Jakarta, Gatra.com -- Manuver politik Prabowo Subianto menumbuhkan istilah politik rekonsiliasi. Sikap keukeuh Partai Keadilan Sejahtera (PKS), meneguhkan sikap oposisi. "Ada dua kosa kata yang oleh sebagian orang dipertentangkan yaitu oposisi dan rekonsiliasi. Ada yang berdalih karena ketegangan memuncak maka perlu rekonsiliasi yaitu dengan cara semua ikut koalisi pemerintah," kata Mohamad Sohibul Iman, Presiden PKS, 14/10, di Jakarta.
Bagi yang kritis, jika semua ikut pemerintah, lantas siapa yang mengkritisi. Karena semua terkait erat dengan nasib demokrasi. "Kalau semua ikut pemerintah, lalu bagaimana dengan nasib demokrasi yang tanpa penyeimbang?" tanya Sohibul.

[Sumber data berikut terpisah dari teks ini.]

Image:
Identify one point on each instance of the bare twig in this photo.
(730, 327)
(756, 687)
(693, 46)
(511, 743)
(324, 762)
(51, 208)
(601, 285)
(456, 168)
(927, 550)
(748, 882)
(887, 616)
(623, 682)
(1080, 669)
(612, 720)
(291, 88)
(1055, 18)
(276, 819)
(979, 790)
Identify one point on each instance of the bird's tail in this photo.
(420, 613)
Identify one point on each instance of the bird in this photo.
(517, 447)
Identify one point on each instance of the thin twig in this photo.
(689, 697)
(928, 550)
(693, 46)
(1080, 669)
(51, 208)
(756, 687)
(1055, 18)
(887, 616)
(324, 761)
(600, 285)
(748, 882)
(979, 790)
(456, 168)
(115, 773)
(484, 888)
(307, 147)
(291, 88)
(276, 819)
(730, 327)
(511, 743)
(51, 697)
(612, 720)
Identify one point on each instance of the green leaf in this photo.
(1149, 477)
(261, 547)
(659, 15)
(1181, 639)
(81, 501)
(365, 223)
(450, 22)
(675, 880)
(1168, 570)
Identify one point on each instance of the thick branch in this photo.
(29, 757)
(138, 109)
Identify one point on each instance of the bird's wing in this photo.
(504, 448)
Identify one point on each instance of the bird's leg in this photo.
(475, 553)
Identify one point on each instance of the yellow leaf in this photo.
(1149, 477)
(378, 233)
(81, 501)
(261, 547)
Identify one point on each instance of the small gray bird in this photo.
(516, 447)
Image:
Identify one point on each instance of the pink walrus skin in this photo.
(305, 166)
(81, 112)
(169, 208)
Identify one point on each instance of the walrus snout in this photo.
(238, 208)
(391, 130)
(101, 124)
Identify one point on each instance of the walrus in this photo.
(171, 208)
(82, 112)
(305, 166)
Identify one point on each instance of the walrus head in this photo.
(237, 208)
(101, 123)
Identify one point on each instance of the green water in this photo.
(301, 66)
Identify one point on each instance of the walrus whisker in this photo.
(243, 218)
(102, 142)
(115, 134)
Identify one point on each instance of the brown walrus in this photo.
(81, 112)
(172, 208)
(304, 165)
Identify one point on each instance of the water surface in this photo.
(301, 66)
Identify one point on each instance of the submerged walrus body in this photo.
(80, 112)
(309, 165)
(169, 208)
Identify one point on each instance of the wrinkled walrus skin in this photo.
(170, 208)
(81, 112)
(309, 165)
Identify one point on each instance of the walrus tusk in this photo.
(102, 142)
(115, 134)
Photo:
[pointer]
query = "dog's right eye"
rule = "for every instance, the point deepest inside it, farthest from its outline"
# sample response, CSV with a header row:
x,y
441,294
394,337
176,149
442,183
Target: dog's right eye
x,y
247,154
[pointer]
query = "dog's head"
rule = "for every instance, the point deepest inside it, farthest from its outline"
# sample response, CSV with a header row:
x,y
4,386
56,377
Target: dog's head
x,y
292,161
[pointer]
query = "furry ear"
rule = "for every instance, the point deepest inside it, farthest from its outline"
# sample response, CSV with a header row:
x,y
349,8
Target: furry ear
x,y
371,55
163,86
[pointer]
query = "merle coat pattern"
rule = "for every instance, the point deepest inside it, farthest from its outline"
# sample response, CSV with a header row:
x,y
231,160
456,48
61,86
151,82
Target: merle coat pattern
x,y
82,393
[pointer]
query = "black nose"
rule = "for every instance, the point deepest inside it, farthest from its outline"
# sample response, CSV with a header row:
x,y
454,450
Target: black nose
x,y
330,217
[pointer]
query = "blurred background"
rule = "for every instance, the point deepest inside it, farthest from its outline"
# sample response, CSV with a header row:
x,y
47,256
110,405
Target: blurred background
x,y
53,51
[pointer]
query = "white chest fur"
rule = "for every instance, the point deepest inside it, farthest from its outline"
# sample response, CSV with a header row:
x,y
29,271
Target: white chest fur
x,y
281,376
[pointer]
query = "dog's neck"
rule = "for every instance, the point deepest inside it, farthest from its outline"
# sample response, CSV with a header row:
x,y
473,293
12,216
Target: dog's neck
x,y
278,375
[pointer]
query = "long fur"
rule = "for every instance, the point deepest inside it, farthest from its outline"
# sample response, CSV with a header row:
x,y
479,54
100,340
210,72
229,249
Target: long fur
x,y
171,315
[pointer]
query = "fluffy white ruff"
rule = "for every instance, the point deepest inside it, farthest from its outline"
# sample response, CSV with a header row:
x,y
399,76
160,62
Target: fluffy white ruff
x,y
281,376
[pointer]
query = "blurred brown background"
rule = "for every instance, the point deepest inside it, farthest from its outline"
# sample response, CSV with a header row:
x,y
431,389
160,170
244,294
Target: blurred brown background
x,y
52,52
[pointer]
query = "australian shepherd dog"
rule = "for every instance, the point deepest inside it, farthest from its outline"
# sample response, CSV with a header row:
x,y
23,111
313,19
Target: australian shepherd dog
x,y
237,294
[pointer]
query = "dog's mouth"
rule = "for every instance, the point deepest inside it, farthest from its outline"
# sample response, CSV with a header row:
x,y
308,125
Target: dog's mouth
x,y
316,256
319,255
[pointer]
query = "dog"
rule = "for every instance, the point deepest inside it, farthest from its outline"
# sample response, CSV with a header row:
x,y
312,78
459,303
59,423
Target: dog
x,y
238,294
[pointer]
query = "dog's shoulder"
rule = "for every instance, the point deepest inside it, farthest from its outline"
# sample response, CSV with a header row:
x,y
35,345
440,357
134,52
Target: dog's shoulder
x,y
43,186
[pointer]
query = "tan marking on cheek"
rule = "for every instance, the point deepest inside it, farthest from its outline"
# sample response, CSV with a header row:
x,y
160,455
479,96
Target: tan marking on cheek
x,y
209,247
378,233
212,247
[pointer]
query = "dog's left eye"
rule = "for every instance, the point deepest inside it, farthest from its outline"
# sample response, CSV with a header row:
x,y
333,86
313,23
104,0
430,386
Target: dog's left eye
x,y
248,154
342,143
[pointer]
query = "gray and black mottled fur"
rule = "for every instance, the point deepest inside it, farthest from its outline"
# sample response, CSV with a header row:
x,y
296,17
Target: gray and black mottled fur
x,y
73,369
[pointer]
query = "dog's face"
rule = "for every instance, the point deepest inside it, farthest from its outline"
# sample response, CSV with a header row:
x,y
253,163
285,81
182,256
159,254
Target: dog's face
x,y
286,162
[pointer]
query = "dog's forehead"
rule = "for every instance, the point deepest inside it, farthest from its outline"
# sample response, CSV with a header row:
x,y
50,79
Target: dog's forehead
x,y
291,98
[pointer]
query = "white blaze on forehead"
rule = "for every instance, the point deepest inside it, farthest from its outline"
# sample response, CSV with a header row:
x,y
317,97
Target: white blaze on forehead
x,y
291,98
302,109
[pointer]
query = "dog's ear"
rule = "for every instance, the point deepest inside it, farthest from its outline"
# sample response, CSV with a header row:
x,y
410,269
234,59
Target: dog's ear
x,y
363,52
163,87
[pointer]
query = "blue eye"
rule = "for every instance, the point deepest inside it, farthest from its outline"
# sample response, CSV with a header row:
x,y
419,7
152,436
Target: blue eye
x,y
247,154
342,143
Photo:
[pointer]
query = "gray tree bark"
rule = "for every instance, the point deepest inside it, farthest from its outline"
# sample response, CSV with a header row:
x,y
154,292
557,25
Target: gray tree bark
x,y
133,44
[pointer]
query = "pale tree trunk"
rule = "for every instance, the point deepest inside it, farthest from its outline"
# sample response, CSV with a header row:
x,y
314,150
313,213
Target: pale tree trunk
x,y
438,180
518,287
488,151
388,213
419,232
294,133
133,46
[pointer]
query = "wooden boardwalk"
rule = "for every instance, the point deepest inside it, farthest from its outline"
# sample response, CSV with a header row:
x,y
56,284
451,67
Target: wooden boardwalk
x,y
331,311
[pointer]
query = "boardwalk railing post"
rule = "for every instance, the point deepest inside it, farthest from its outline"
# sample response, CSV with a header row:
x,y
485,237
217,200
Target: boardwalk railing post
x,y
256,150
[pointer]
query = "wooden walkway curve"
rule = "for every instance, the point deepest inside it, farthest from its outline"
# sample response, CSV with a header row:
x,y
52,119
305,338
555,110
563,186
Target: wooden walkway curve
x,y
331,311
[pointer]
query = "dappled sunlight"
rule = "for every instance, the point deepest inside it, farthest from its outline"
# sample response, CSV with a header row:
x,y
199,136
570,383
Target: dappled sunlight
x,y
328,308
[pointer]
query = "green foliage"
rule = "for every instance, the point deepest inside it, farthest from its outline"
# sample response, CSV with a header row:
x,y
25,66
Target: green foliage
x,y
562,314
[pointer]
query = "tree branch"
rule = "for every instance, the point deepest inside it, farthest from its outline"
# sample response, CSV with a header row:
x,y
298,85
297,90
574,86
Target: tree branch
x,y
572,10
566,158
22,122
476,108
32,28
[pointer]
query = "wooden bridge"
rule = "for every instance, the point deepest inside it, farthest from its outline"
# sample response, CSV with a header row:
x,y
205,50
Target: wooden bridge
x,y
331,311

"Menurut saya, rekonsiliasi mutlak diperlukan tetapi rekonsiliasi tidak otomatis dihasilkan kalau semua ikut dalam pemerintahan. Malah justru bisa menimbulkan masalah-masalah baru. Misalnya, masuknya partai-partai yang kalah dalam pilpres justru akan menimbulkan kegaduhan di partai-partai yang jadi pengusung pemenang. Ini berarti memindahkan kegaduhan saja, rekonsiliadi tidak terjadi," katanya.
"Apalagi kalau disertai cara berpolitik yang tidak dewasa seperti melibatkan urusan-urusan pribadi, like and dislike, dan sebagainya. Maka rekonsiliasi itu jadi utopia sekalipun semua gabung dengan pemerintah," katanya.
"Di sisi lain sekalipun ada penyeimbang asal kedua pihak (pemerintah dan penyeimbang) bisa berpolitik secara dewasa, rasional, dan berbasis rule of law maka tidak akan ada fragmentasi bangsa," tegasnya.
"Jadi tolong jangan pertentangkan antara oposisi dengan rekonsiliasi. Keduanya sama-sama mutlak diperlukan. Yang penting bagaimana menempatkan keduanya secara benar. Jadi bukan bertanya "milih yang mana?", tetapi "bagaimana mengelola keduanya?" katanya.